This was a filling meal for a hungry family but being time-poor I quickly cut out what I regarded as unnecessary steps.  It really did not need to be baked in the oven as all of the ingredients were already well-cooked.  Once the mixture was combined in the saucepan it was ladled directly into serving bowls.  If I was feeling particularly generous I would sprinkle a little grated cheese on top.  The casserole was always received enthusiastically so the cheese was not really necessary.

The original recipe for the sauce is a little hazy but here is the general idea.

1 onion, finely chopped
1 clove garlic, crushed
1 can tomato soup
1/2 can water
1/3 cup fruit chutney
1/4 cup worcestershire sauce

I remember that I was always checking that I had fruit chutney when I wanted to make this.

Like many recipes, this one seemed to run its course and then was forgotten once the girls left home.

I thought of it not long ago and have made it a couple of times recently with some amendments.

Some of these were necessary because I now eat a gluten-free diet.  Canned tomato soup contains gluten so I substitute home-made tomato paste and some additional water.  Naturally I no longer mix pasta into the dish.  The sausages I buy are gluten-free but you would need to check that, too.

2013-06-18 01The jar of tomato paste looks over full as I store it upside-down in the refrigerator which inhibits the growth of any mould.  This also applies to commercially produced tomato paste as well.

The recipe has evolved and varies depending on what is in the cupboard/refrigerator.  I made it this morning using the following ‘recipe’.

1 onion, finely chopped
1 clove garlic, crushed
Remainder of tomato paste (home-made) – about 1/4 cup
Water – enough to rinse the jars and create the right consistencey
Handful of sultanas
Vinegar – about 2 tablespoons
Rosella jam (home-made) – about 2 tablespoons – bottle rinsed out
1/4 cup worcestershire sauce (home-made)
Tomato sauce – home-made (remnant in the bottle) – rinsed out

2013-06-18 02Here are some of the jars – on the left is the worcestershire sauce.  The middle jar is the rosella jam mixed with vinegar and the last of the tomato sauce (empty bottle on the right).

I had cooked the sausages on Sunday night and cut them up ready so they were added and the mixture simmered for about 10 minutes.

2013-06-18 03Like so many casserole-type meals this sauce will benefit from standing and the flavours will develop further by the time we have dinner tonight.  There is some home-made pasta in the freezer which The Duke will have with the suasages in sauce and I will have stir-fried shredded sweet potato with mine.
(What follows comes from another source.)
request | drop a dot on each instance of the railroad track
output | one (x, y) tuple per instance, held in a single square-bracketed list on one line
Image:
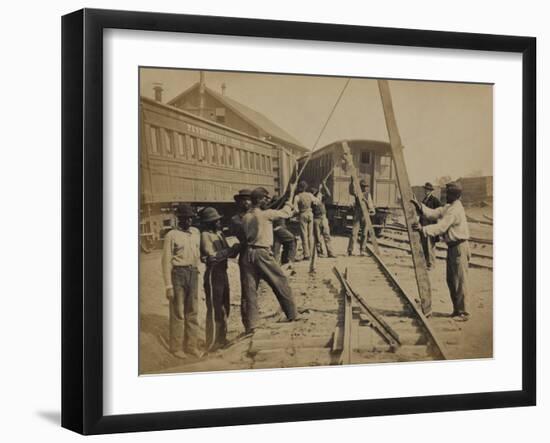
[(360, 316), (382, 322), (482, 254)]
6 thoughts on “Long Forgotten Original

  1. making your own tomato paste is a great idea..I never buy any cooked tomato products any more as they are all full of mould…All it takes is one bad tomato and you’ll have mould in the batch …my good friend is a food technician and the company she worked for she had to taste the tomato sauce to make sure no mould could be tasted…before bottling it up …I always use only fresh tomatoes in my recipes now… my immune system doesn’t need any mould to deal with …suppresses your immunity…When tomatoes are a good price I buy in bulk and wash chop and freeze them in 1 kilo bags …

  2. I like to make up a new meal that uses up everything left in the fridge – in my case it’s usually soup or a curry, but a tomato based dish happens sometimes too.

    I’d love to see how you make your tomato paste.

  3. I find that covering the surface of a partly used jar of Tomato paste with cooking oil before refrigerating seems to prevent growth of mould.